Au sommet des marches que quelques courageux membres de l’AAPF franchiront, se trouve l’ancienne cathédrale élevée au milieu du 16ème siècle et érigée à nouveau après le séisme de 1693.

Pratiquement tous les bâtiments de la ville sont décorés de carreaux de céramique. Toutes les boutiques présentent leurs produits artisanaux et ce fut pour nous l’occasion de voir un artisan façonner un vase sur son tour et de suivre tout le processus de fabrication d’un objet allant du simple plat au mobilier de jardin.

De l’artisanat pur dans toute sa splendeur.

Le 6ème jour restera un grand moment de ce magnifique voyage. En effet, nous partirons à la découverte de l’Etna (3330 mètres), le plus grand volcan actif d’Europe. Mélange de neige et de feu, de végétations luxuriantes et de rochers de lave noire. D’anciennes cheminées existent toujours autour du cratère. L’Etna est un volcan relativement jeune de 2 millions d’années. Ses éruptions furent fréquentes, les plus dévastatrices eurent lieu en 1381 et 1669 : la lave atteignit Catane.

D’autres plus récentes eurent lieu en 2001 et 2002. Les dernières éruptions importantes datent de 2004, 2011 et 2012.

Nous aurons la chance de découvrir l’Etna sous le soleil mais par un froid glacial. La neige tombée la nuit précédente était bien présente et la température de -3° nous glaçait le sang. Nous emprunterons d’abord un téléphérique jusqu’à 2000 mètres d’altitude et puis à bord de 4X4 grimperons au sommet accessible aux visiteurs (2700 mètres). Quelle belle récompense ! La vue imprenable de cette montagne dont s’échappe toujours une fumée blanche, nous laissera sans voix. Un souvenir inoubliable !

Après cette belle aventure, nous regagnerons la vallée et serons  reçus à l’Azienda Agricola Costa. Le propriétaire nous fera visiter, avec fierté, ses vignobles et nous proposera une dégustation dans son Agriturismo. Des produits régionaux de qualité et des vins délicieux nous seront servis dans une ambiance chaleureuse. La tentation sera grande d’y faire des achats et nous y succomberons tous allègrement.

Le 7ème jour, nous nous rendrons au Marché aux poissons de Catane; spectacle haut en couleurs et en odeurs. Nous découvrirons l’Italie profonde et après une petite balade en toute liberté, nous mettrons le cap sur Taormine où une guide nous attendra. Elle nous parlera de cette très jolie station balnéaire, résidence d’été préférée des aristocrates et des banquiers. Taormina fut tour à tour sicule, grecque et romaine mais son aménagement actuel date du Moyen-Age. Nous y visiterons le 2ème théâtre antique par la taille après celui de Syracuse, bâti à l’époque hellénistique. Les Romains l’ont presque entièrement reconstruit. De l’auditorium la vue sur la ville et l’Etna est somptueuse.

Nous nous promènerons ensuite dans la rue principale qui commence à la porte de Messine et se termine à la porte de Catane. Boutiques luxueuses, pâtisseries, cafés réputés jalonnent le corso.

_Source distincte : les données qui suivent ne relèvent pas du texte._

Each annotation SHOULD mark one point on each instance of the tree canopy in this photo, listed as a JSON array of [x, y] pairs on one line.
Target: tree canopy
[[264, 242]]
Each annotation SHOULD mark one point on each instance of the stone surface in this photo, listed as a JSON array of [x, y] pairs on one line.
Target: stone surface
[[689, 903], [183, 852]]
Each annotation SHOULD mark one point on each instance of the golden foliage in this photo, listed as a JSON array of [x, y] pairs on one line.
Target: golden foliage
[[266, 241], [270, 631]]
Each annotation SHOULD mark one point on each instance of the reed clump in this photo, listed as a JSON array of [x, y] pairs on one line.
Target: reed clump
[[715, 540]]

La tour de l’Horloge à la « Porta di Mezzo » est un lieu de vie où les passants s’arrêtent pour admirer le panorama et où des artistes ambulants s’exhibent pour le plus grand plaisir des badauds.

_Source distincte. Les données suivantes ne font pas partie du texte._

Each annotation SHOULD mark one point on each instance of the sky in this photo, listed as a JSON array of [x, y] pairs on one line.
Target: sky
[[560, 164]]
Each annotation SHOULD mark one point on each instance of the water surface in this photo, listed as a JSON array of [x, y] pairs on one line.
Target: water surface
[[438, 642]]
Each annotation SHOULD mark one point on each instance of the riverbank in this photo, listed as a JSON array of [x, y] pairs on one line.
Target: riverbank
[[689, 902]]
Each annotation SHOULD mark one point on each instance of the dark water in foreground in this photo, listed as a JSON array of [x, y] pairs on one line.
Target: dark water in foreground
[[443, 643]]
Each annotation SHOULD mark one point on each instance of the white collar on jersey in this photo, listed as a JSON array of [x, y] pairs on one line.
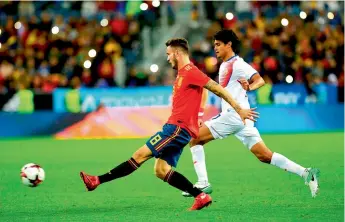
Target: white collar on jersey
[[231, 58]]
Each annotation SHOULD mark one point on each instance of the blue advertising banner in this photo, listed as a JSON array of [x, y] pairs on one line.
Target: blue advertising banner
[[292, 95], [90, 99]]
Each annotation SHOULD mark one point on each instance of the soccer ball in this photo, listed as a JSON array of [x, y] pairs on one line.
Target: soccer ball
[[32, 174]]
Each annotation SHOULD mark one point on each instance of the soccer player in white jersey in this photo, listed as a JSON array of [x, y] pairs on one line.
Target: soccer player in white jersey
[[238, 77]]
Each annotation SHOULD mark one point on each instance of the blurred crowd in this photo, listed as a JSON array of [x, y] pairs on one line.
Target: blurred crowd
[[300, 42], [45, 45]]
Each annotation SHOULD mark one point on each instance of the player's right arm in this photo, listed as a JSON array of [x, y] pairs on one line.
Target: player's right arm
[[221, 92]]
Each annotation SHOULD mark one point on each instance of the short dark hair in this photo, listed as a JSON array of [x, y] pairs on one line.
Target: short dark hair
[[178, 42], [227, 35]]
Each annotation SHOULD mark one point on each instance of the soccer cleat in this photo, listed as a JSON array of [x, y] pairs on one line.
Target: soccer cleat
[[201, 201], [91, 182], [204, 187], [311, 180]]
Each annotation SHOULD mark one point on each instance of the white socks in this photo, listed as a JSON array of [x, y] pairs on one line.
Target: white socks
[[287, 165], [198, 155]]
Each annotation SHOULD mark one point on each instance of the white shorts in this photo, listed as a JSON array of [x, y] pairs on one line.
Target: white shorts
[[227, 123]]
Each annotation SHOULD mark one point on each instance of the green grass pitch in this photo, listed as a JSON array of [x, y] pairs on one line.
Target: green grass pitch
[[244, 188]]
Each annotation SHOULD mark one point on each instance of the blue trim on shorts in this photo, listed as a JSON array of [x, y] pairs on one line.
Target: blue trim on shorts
[[168, 144]]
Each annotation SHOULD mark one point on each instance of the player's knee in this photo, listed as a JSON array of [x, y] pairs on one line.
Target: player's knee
[[195, 142], [140, 157], [160, 172], [264, 157]]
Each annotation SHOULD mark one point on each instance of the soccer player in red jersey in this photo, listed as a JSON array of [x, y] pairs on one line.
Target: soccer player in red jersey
[[167, 145]]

Une dernière journée plus calme mais très appréciée après une semaine riche en visites.

La bonne humeur a prévalu tout au long de ce séjour et notre gentil guide Loris, toujours disponible, ne s’est jamais départi de son sourire.

La délégation de l’AAPF a apprécié ce merveilleux séjour en terre sicilienne et je suis persuadée que certains membres reviendront pour d’autres découvertes.